Pomysłem na zabezpieczenie interesów klientów touroperatorów jest utworzenie specjalnego funduszu gwarancyjnego.
– Polegałoby to na tym, że część pieniędzy – od 10 do 40 złotych, będzie odprowadzana do takiego funduszu, który ma zagwarantować w przypadku, gdy biuro ogłasza upadłość, możliwość sprowadzenia turysty do Polski, nie na koszt podatnika, tylko właśnie z wykorzystaniem tych środków – tłumaczy Delman.
Sytuacja na rynku turystycznym w tym sezonie powoduje, że nieufność Polaków wobec touroperatorów rośnie.
– Jeżeli przewoźnik OLT Express ogłasza upadłość, to biura podróży muszą się przeorganizować, wydać na to pieniądze, bo znalezienie firmy, która wyczarteruje samoloty na wielu rynkach, będzie po pierwsze kosztowne, a po drugie również uciążliwe dla klientów. Niepewność i stres powoduje, że klienci nabierają dystansu do biur podróży i zastanawiają się, czy korzystać z tych firm, czy też wyjechać na własną rękę – mówi dyrektor Euler Hermes.
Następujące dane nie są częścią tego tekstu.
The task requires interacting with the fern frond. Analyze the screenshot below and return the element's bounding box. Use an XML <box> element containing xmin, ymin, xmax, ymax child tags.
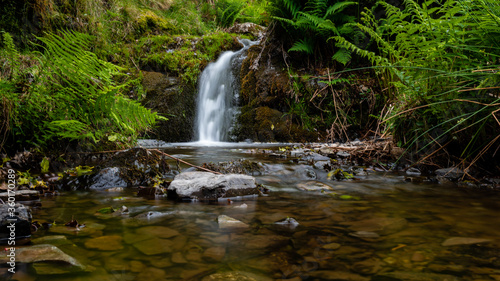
<box><xmin>325</xmin><ymin>1</ymin><xmax>357</xmax><ymax>18</ymax></box>
<box><xmin>289</xmin><ymin>38</ymin><xmax>315</xmax><ymax>54</ymax></box>
<box><xmin>332</xmin><ymin>47</ymin><xmax>351</xmax><ymax>65</ymax></box>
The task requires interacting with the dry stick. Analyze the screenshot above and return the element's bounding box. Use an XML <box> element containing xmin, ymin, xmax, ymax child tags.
<box><xmin>71</xmin><ymin>148</ymin><xmax>222</xmax><ymax>175</ymax></box>
<box><xmin>148</xmin><ymin>149</ymin><xmax>222</xmax><ymax>175</ymax></box>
Zweryfikowanie kondycji finansowej biura podróży, z którym wybieramy się na wakacje, jest możliwe na kilka sposobów. Można odpłatnie sprawdzić, czy nie figuruje ono w rejestrach długów lub skorzystać z tzw. wywiadowni gospodarczej. Informacje o tym, czy dana firma działa legalnie, są dostępne na stronach internetowych urzędów marszałkowskich oraz Ministerstwa Sportu i Turystyki.